The way it is done is through giving specific groups concession directly in the Tax Act. So instead of collecting tax and the paying say one legged men a parrot allowance which would go through the annual appropriation bill a government could exempt the income of one legged men.
To the one legged man and his political supporters this is awesome. It will have to go through a tax bill once but even then it would be combined with another million other thing so may not really get much notice. The legislative equivalent of there only being one front page.
After that no nasty Parliamentary scrutiny; no department arguing with delightful vote analysts; and no transparency of the government’s largesse by the wider community. What’s not to love!
Lot’s really for everyone with two legs and no political support. So as always Treasury being the Guardian Angels that they are publish a tax expenditure statement with the Budget documents.
And so what are our sneaky expenditures?
There are what you would expect – tax exemption for Charities, donor rebate for Charities and Working for Families tax credits paid out through the tax system.
But there are also things you wouldn’t expect – and TES 2015 was quite notorious – exempting accommodation allowances to defence force personnel, ministers of religion, and Canterbury rebuild workers. Longstanding expenditures include the income equalisation scheme for farmers and accelerated depreciation for bloodstock.
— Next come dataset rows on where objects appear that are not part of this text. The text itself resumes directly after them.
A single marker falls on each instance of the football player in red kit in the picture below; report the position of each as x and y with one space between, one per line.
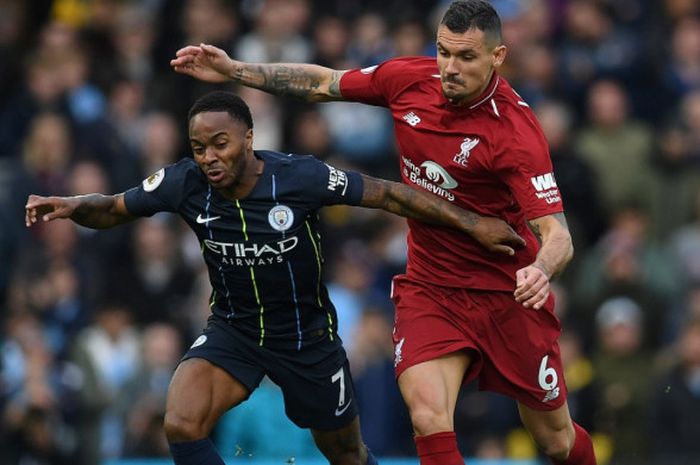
462 313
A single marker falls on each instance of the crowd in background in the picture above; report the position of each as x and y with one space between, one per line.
93 323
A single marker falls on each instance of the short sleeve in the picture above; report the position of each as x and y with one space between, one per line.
161 191
526 167
326 185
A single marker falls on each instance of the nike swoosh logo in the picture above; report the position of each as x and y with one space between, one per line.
201 220
340 411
And do not get me started on the upfront deductibility of all forestry expenditure – including capital expenditure.
I am sure in other countries it is much worse but it is far from clear to your correspondent what makes these government expenditures so special that they should bypass Parliament every year.
But at least dear readers they are called out every year. And I would encourage you to look at them every year and ask questions. Because Parliament can’t.